# Funky dents in horses neck/shoulder



## lasergrl (Nov 24, 2007)

So my friend got this mare at an auction and she is being boarded here for a couple months. She is a mustang. Not sure from where yet, since we havent clipped her brand. She has these strange dents where her neck meets her shoulders. I am curious if anyone has any ideas on what they are from. The left side is worse then the right, and there is no hair on the deepest part. They are deeper then it looks in the pic. Very strange looking, you can put your hand in them. Other then being a little spooky she is a good mare.


----------



## Minelson (Oct 16, 2007)

My guess would be an old injury....like she got stuck in something that caused a deep laceration on both sides


----------



## Lisa in WA (Oct 11, 2004)

I wonder if they are some kind of funky, bilateral prophet's thumbmarks.


----------



## wolffeathers (Dec 20, 2010)

They look really deep to be prophet's thumbmarks, I had a mare(and my gelding now) that both have/had them and they were really the size of thumbs. Not that nature won't throw us those oddballs every now and then. 

I wonder if she ran into something at got stuck at the shoulders, like running through a sharp headgate?
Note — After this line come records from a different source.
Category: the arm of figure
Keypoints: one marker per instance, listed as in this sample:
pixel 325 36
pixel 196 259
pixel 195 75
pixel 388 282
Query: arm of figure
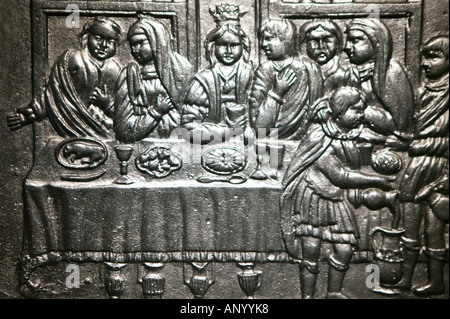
pixel 193 115
pixel 268 113
pixel 379 120
pixel 27 115
pixel 128 126
pixel 343 177
pixel 432 146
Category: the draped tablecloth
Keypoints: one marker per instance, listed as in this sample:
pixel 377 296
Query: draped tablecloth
pixel 173 218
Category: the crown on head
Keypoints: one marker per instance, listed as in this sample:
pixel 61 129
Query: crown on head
pixel 226 13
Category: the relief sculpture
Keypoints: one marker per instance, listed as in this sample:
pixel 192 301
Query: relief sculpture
pixel 327 148
pixel 78 95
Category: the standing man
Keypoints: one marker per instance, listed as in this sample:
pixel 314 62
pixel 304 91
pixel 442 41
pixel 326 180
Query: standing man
pixel 78 96
pixel 424 186
pixel 322 41
pixel 285 86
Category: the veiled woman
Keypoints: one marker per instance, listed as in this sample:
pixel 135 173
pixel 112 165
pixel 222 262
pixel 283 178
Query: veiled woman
pixel 150 93
pixel 383 80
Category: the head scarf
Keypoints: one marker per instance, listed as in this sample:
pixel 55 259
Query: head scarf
pixel 381 39
pixel 174 71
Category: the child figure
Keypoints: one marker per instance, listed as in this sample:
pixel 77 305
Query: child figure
pixel 325 165
pixel 78 94
pixel 216 104
pixel 150 93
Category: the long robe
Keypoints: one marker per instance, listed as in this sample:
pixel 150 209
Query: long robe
pixel 66 98
pixel 312 202
pixel 138 89
pixel 204 112
pixel 386 84
pixel 289 119
pixel 429 150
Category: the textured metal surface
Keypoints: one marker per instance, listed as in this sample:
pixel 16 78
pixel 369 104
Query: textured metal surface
pixel 210 149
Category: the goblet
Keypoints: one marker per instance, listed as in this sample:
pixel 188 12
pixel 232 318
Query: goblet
pixel 123 153
pixel 260 149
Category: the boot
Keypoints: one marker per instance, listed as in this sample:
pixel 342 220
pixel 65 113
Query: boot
pixel 435 274
pixel 410 255
pixel 336 274
pixel 308 278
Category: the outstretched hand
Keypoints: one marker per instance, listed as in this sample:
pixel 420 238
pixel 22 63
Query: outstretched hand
pixel 284 81
pixel 101 98
pixel 21 118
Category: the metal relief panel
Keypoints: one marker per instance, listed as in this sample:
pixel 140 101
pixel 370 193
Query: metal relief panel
pixel 305 134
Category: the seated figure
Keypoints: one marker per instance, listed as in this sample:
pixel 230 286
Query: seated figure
pixel 313 206
pixel 285 86
pixel 78 95
pixel 150 93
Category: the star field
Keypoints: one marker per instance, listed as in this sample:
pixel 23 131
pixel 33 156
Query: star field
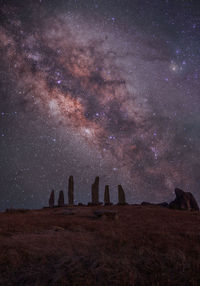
pixel 108 88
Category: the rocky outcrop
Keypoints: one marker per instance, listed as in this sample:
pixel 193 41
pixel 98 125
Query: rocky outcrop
pixel 121 196
pixel 106 214
pixel 95 191
pixel 107 196
pixel 164 204
pixel 51 199
pixel 71 190
pixel 61 199
pixel 184 201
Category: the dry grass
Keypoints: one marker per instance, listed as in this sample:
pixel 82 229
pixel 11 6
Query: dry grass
pixel 144 246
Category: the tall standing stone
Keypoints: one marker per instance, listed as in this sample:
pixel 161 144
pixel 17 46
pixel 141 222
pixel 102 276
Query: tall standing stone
pixel 71 190
pixel 95 191
pixel 107 196
pixel 61 199
pixel 121 196
pixel 51 199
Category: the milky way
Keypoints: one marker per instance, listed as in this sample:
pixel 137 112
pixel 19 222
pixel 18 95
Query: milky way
pixel 108 88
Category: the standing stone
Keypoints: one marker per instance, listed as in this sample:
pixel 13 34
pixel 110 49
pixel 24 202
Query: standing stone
pixel 51 199
pixel 184 201
pixel 61 199
pixel 71 190
pixel 121 196
pixel 95 191
pixel 107 196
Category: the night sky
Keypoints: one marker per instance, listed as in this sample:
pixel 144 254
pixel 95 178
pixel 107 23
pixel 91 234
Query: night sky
pixel 102 87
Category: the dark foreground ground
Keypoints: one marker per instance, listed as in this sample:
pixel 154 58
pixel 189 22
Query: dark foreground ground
pixel 145 246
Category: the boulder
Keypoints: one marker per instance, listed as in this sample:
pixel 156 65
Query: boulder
pixel 184 201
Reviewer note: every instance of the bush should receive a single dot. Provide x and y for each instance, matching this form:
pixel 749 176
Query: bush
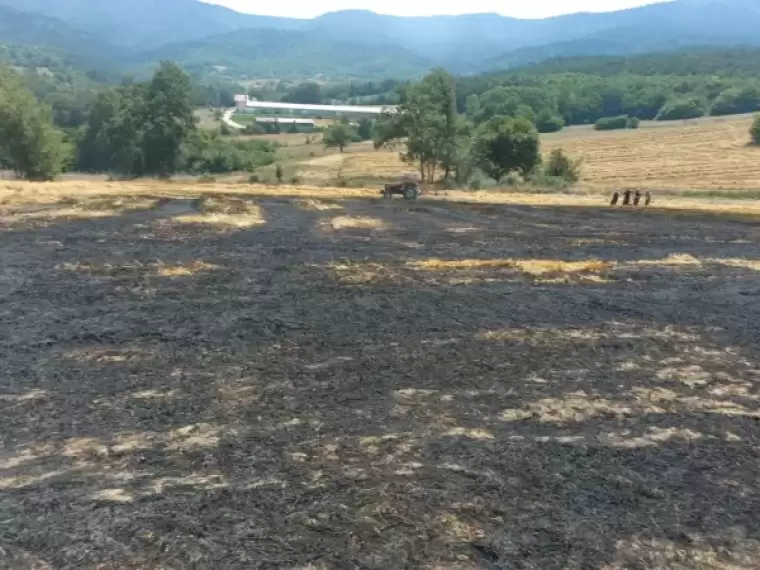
pixel 513 179
pixel 549 122
pixel 755 131
pixel 560 166
pixel 735 101
pixel 210 153
pixel 681 109
pixel 612 123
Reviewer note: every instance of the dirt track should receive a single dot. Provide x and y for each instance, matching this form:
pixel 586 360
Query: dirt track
pixel 282 383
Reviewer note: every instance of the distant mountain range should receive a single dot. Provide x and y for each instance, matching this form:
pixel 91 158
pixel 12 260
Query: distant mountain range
pixel 210 39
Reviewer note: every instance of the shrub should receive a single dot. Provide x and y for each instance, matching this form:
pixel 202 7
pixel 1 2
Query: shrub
pixel 513 179
pixel 681 109
pixel 755 131
pixel 561 166
pixel 736 100
pixel 210 153
pixel 612 123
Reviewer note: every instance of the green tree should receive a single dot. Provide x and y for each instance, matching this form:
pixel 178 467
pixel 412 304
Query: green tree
pixel 427 124
pixel 755 131
pixel 506 144
pixel 561 166
pixel 30 144
pixel 366 129
pixel 309 93
pixel 168 117
pixel 339 135
pixel 737 100
pixel 612 123
pixel 548 121
pixel 687 108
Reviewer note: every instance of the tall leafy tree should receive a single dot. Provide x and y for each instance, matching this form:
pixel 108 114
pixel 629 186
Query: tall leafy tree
pixel 30 144
pixel 428 125
pixel 506 144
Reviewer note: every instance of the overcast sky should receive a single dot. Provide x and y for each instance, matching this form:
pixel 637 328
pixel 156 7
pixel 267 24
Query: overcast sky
pixel 516 8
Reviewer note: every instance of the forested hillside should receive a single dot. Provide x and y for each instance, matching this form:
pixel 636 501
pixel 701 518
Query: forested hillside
pixel 277 53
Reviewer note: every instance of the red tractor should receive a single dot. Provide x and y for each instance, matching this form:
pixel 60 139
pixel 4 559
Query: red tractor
pixel 410 190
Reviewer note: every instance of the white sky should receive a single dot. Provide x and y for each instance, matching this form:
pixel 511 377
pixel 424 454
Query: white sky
pixel 516 8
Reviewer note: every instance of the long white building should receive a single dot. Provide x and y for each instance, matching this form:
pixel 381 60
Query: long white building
pixel 242 102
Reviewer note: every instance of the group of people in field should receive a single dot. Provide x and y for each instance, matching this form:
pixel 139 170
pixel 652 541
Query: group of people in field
pixel 632 198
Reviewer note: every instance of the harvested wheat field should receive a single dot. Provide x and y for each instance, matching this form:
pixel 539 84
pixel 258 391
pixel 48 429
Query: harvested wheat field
pixel 212 379
pixel 706 154
pixel 701 155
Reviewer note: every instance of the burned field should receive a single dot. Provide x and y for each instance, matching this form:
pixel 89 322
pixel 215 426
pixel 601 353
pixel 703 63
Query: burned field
pixel 256 382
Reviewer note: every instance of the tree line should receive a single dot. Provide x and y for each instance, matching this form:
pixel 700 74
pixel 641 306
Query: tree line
pixel 132 129
pixel 439 140
pixel 497 135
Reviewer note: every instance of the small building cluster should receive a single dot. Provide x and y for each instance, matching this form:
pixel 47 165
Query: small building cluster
pixel 632 198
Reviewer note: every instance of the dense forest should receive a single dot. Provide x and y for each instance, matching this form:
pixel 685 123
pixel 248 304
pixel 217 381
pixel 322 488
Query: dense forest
pixel 97 120
pixel 671 86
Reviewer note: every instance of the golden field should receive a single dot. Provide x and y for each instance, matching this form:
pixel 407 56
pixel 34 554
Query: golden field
pixel 230 376
pixel 705 154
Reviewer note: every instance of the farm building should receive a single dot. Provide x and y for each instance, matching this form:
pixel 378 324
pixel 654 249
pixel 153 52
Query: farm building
pixel 243 103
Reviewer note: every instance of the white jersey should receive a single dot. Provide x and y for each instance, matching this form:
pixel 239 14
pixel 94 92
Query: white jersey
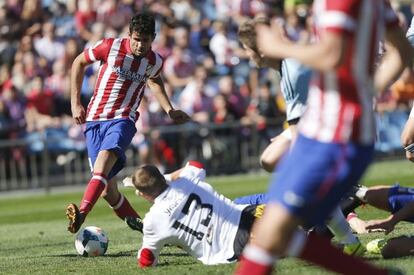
pixel 190 214
pixel 294 87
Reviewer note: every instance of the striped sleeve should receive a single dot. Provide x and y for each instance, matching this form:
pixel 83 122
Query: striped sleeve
pixel 99 51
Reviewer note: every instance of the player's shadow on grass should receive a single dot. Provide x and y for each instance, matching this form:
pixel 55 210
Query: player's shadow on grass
pixel 40 245
pixel 115 255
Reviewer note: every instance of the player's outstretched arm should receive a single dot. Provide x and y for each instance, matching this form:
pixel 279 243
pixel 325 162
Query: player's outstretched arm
pixel 157 87
pixel 76 78
pixel 325 55
pixel 398 56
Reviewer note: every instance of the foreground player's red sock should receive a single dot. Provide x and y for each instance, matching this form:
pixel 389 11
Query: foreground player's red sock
pixel 124 209
pixel 255 261
pixel 92 192
pixel 318 250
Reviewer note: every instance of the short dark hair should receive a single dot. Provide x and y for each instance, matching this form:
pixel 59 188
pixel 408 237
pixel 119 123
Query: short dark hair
pixel 247 31
pixel 143 23
pixel 149 180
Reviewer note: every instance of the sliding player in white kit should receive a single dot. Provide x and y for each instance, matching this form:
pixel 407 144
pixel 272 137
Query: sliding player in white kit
pixel 189 213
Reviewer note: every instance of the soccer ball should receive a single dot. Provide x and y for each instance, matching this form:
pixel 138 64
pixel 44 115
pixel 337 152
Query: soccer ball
pixel 91 241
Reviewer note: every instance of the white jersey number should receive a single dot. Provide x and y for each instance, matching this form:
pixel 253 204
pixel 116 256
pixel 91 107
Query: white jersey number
pixel 199 206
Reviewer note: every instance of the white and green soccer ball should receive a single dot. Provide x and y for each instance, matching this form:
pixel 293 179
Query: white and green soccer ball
pixel 91 241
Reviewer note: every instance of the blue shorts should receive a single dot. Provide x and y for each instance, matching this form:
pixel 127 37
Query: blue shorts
pixel 311 180
pixel 252 199
pixel 400 196
pixel 112 135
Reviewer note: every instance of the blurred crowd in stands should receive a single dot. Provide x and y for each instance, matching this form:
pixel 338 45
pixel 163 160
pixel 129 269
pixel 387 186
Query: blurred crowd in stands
pixel 206 72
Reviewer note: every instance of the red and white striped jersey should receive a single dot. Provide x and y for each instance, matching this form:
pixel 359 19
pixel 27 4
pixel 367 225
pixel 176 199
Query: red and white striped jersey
pixel 339 107
pixel 121 80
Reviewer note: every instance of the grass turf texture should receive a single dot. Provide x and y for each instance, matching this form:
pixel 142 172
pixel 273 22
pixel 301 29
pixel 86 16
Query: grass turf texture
pixel 34 240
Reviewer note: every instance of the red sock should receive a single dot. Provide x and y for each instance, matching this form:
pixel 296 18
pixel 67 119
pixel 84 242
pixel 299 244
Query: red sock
pixel 318 250
pixel 123 209
pixel 254 261
pixel 92 192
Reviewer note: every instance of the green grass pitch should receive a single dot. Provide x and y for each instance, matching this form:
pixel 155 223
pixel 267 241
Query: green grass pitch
pixel 34 240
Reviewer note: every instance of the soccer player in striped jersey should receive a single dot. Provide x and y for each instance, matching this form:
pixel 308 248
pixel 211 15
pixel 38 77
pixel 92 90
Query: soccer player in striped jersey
pixel 294 86
pixel 126 66
pixel 335 142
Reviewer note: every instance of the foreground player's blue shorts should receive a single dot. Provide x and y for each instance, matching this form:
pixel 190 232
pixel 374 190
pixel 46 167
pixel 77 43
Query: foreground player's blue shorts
pixel 400 196
pixel 252 199
pixel 311 180
pixel 113 135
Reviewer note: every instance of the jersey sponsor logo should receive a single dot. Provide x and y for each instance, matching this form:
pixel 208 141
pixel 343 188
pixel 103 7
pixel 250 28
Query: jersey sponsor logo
pixel 127 74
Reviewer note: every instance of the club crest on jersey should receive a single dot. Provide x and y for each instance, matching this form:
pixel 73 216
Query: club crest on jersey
pixel 127 74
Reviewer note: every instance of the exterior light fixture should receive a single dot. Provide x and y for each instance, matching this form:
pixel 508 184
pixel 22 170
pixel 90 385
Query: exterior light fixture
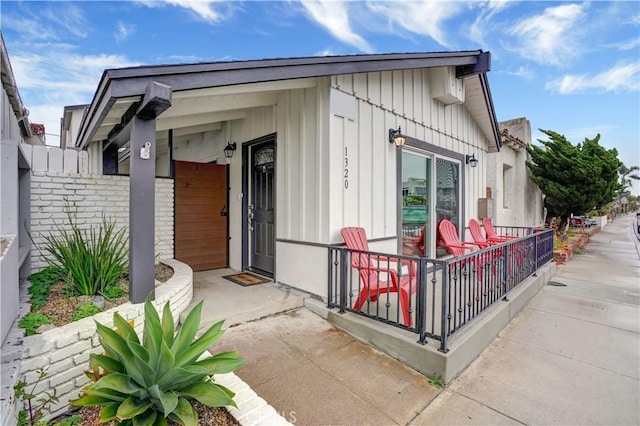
pixel 396 137
pixel 229 150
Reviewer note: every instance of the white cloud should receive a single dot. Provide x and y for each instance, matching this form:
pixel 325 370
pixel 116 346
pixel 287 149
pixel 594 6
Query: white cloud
pixel 29 29
pixel 334 16
pixel 51 77
pixel 423 17
pixel 202 8
pixel 552 37
pixel 123 31
pixel 620 78
pixel 632 43
pixel 522 71
pixel 69 17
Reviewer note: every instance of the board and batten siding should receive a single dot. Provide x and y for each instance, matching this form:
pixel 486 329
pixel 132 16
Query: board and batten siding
pixel 355 112
pixel 387 100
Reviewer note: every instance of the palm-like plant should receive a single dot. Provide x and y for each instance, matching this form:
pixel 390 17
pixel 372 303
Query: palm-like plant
pixel 155 379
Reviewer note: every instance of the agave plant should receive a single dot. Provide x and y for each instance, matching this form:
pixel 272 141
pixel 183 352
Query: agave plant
pixel 148 382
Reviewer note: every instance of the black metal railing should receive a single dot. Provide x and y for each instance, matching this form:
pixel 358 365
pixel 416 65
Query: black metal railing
pixel 434 298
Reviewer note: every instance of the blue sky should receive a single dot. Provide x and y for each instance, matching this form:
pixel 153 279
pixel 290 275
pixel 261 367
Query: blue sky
pixel 570 67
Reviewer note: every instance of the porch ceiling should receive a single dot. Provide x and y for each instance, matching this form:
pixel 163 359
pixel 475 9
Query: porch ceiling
pixel 479 104
pixel 195 111
pixel 205 83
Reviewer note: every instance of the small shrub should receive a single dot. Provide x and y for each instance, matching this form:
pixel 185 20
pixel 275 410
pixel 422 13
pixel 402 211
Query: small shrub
pixel 436 380
pixel 69 421
pixel 93 259
pixel 113 291
pixel 86 309
pixel 31 321
pixel 156 378
pixel 41 283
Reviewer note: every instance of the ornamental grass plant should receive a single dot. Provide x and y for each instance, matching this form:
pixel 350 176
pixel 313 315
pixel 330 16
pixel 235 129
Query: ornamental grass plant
pixel 92 260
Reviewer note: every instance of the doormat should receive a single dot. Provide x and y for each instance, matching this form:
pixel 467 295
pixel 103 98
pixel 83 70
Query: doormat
pixel 246 279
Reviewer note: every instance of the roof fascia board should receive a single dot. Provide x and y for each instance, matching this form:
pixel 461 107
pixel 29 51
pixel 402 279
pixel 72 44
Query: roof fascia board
pixel 467 57
pixel 484 83
pixel 95 115
pixel 128 82
pixel 199 80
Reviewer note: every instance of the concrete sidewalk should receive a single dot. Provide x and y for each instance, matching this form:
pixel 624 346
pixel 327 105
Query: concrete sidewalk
pixel 570 357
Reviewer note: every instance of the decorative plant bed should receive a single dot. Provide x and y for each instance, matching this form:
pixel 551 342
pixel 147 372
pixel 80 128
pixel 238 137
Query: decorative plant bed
pixel 64 351
pixel 574 244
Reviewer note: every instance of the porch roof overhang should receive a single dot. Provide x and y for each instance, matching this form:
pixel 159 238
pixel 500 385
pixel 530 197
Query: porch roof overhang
pixel 121 90
pixel 11 88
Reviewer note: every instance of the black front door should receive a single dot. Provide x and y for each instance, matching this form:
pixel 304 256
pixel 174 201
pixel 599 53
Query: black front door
pixel 261 223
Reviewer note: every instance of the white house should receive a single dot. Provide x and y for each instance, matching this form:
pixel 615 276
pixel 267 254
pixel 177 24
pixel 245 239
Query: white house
pixel 313 152
pixel 16 137
pixel 512 198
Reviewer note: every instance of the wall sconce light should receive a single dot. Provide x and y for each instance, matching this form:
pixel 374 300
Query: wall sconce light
pixel 229 150
pixel 396 137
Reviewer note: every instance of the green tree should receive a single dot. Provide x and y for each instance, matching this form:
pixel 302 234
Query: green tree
pixel 627 176
pixel 574 178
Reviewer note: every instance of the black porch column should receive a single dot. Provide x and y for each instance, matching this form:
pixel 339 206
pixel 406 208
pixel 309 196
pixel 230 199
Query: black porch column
pixel 142 192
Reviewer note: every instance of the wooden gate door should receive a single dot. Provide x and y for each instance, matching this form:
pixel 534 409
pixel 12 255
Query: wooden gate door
pixel 201 225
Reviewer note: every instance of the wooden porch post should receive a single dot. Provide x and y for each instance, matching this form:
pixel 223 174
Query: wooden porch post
pixel 142 192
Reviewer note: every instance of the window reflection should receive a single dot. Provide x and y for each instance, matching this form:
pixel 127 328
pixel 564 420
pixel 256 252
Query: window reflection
pixel 447 195
pixel 415 204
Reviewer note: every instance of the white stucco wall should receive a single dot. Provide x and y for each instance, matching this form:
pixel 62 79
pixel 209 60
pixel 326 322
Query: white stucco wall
pixel 341 118
pixel 10 138
pixel 517 200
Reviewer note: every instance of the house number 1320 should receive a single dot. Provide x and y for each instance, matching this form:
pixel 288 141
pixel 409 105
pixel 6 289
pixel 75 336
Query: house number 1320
pixel 346 169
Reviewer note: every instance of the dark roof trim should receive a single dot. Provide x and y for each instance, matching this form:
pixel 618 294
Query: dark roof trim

Fenix has chunks missing on both side of her neck higher up, I imagine it's where over the years stallions have taking their share of skin. But that looks like a weird place for a stallion bite.


----------



## tinknal (May 21, 2004)

I wonder if she got hung up in some wire in the past.


----------



## tinknal (May 21, 2004)

BTW, nice lookin horse for a 'stanger.


----------



## TroutRiver (Nov 26, 2010)

I almost took a rescue mare a few years back that had marks similar to that. I was told that she had a run-in with a barbed wire fence that cut her shoulder very badly. The wound had healed up completely by the time I saw her, but she still had deep scars, very similar to that picture.


----------



## where I want to (Oct 28, 2008)

I know that BLM uses crushes to doctor wild caught mustangs- maybe she tried to squeeze her shoulder through something like that. Anyway I've never seen anything like that on both sides.


----------



## oregon woodsmok (Dec 19, 2010)

It's a sweeney.


----------



## CIW (Oct 2, 2007)

Those horses are kept in feedlots. They reach between bars when they eat. Over time reaching for food bruses the tissues on the neck and sometimes the chest. In turn they break down, leaving an indentation.
Similar effects happen to a horse that is worked in an ill fitting collar.
Sometimes they will also have scabbed or capped knees from running up against the concrete feedbbunk that the bars stick out of.


----------



## lasergrl (Nov 24, 2007)

CIW I bet thats what it is. The deeper side is hairless in the middle. She has alot of white scars and thought if it was an injury then that one would be white too, but, probably not if its from being done for an extended time.


----------



## lasergrl (Nov 24, 2007)

oregon woodsmok said:


> It's a sweeney.


Just looked this up, looks like thats possible too.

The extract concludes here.